Sahne şovlarının, müzikal performansların veya mini skeçlerin yer almadığı, aday tanıtımlarında filmlerden kliplerin gösterilmediği, sunucusuz ve -neredeyse- Dolby Tiyatrosu’suz bir tören. Parasite’ın büyük ödüle uzanarak tarih yazdığı geçmiş törenin ardından böyle bir gece deneyimleyeceğimiz söylense, kimseler duyduğuna inanmazdı herhâlde. Pandeminin getirdiği tüm olumsuzluklara rağmen fiziksel şartlarda düzenlenen 93. Akademi Ödülleri; kazananlar, kabul konuşmaları veya sürprizlerden ziyade, etkinlik adına alınmış kimi tartışmalı kararlarla hafızalarımızda yer edinecek.

“Ben önce bir sonuçları göreyim” derseniz eğer, bir tık yeterli.

Alışılmışın dışında, ciddi tempo sorunlarına sahip bir tören

Gecenin mimarları arasında bulunan ünlü yönetmen Steven Soderbergh, bundan birkaç gün önce verdiği kimi demeçlerde, töreni “üç saatlik bir filmmiş gibi hissettirecek şekilde” tasarladıklarını açıklamıştı. Regina King’in Union Station binasının koridorunu tek planda yürüdüğü, o pek havalı açılışla, enerjisi yüksek bir başlangıç yapıldı esasen. Salona girdiği anda da nispeten Altın Küre konseptini andıran, adayların kendilerine ait masalarda konumlanarak sosyal mesafelerini koruyabildikleri, mütevazı bir oturma düzeniyle karşılaştık.

King’in güçlü monoloğunun hemen ardından ne olduysa oldu ve ciddi bir tempo sorunuyla karşılaşacağımızın farkına vardık. Zoom bağlantıları barındırmayan, sadece adaylığı bulunan isimlerin davet edildiği bir etkinlik vardı karşımızda; dolayısıyla elde kalan fazla zaman, davetlilerin çocukluğuna kadar inilen tanıtımlara ve hiç kesilmeyen kabul konuşmalarına zemin hazırlamıştı. Seyahat edemeyen adaylar için dünyanın farklı noktalarında kurulmuş merkezlere, hatta bomboş Dolby Tiyatrosu’na bağlandığımız anlar oldu, fakat bunlar da pek fayda etmedi.

En İyi Yönetmen ödülünün gecenin ilk saatinde verilmesi, hatta tören finalinin En İyi Film kategorisi yerine oyunculuk dallarıyla yapılması da, bu olmamışlık hissine ciddi katkı sağlayan etkenlerdendi.

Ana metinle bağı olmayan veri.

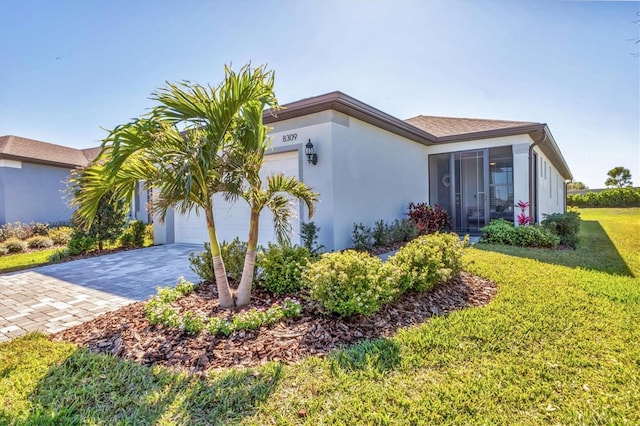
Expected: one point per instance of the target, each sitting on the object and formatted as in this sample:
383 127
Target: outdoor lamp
312 157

Youn Yuh-jung ve Steven Yeun
Törende neler yaşandı?

Gecede inanılmaz bir sürprizle karşılaştığımızı söylemek pek mümkün olmasa da, yarışın favorileri yerine alternatiflerin kazandığı kimi dallar var elbet. Nomadland’in En İyi Görüntü Yönetimi ödülünü Mank’e kaptırması, En İyi Şarkı kategorisinin kesin galibi görülen One Night in Miami (“Speak Now”) yerine zarftan Judas Black Messiah’nın (“Fight For You”) çıkması bunlardan bazıları. Kaotik bir yarışa ev sahipliği yapan En İyi Kadın Oyuncu kategorisinde, halihazırda iki Oscar’ı bulunan Frances McDormand’ın galip gelmiş olması ise umulan ancak kesin konuşulamayan senaryolardan biriydi. Kendisi üç Oscar sahibi sayılı oyuncular arasında yer alıp, yapımcı kisvesinde de bir ödülü evine götürdü.

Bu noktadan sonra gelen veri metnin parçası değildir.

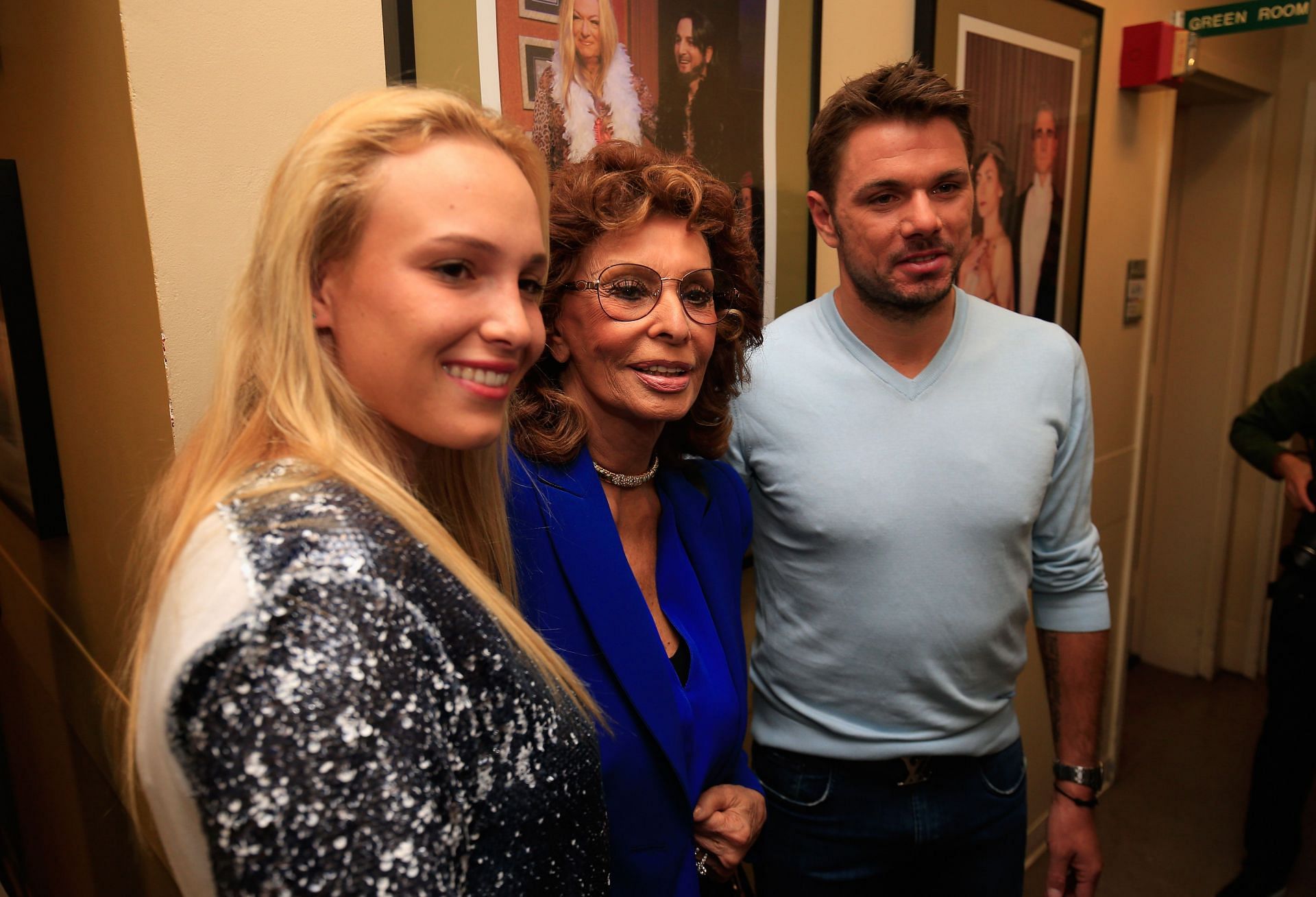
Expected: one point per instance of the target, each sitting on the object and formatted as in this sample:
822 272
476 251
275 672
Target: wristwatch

Bong Joon-ho ile çevirmeni Sharon Choi, En İyi Yönetmen ödülünü takdim ederken

Gelelim istatistiklere… En İyi Yönetmen Oscar’ını kazanan Chloé Zhao, bu kategoride galip gelmiş ilk beyaz olmayan kadın ve Kathryn Bigelow’un (The Hurt Locker) ardından ikinci kadın olarak önemli bir bariyeri yıkmış oldu. Ödülünü, içlerindeki ve birbirlerindeki iyiliğe tutunacak inanç ile cesarete sahip herkese adadı. Glenn Close sekizinci kez kaybederek Peter O’Toole ile talihsiz bir rekoru paylaşırken; The Father’daki performansıyla ödüllendirilen Anthony Hopkins ise bir oyunculuk kategorisini en geçkin yaşta kazanmış Oscar sahibi oldu. Ma Rainey’s Black Bottom’ın saç ve makyajdan sorumlu ekibinden Mia Neal ile Jamika Wilson, bu ödüle uzanan ilk Siyah kadınlar olarak öncü konumdalardı.

Törenin unutulmaz anları arasında ise Chloe Zhao’nun soğukkanlı olduğu kadar güçlü kabul konuşmasını, Frances McDormand’ın sinema salonlarına sahip çıkma çağrısını, Daniel Kaluuya’nın ebeveynlerini utandırdığı esprilerini, Youn Yuh-jung’un Brad Pitt’e takıldığı anları ve Glenn Close’un tebessüme sebep Da Butt dansını sayabiliriz.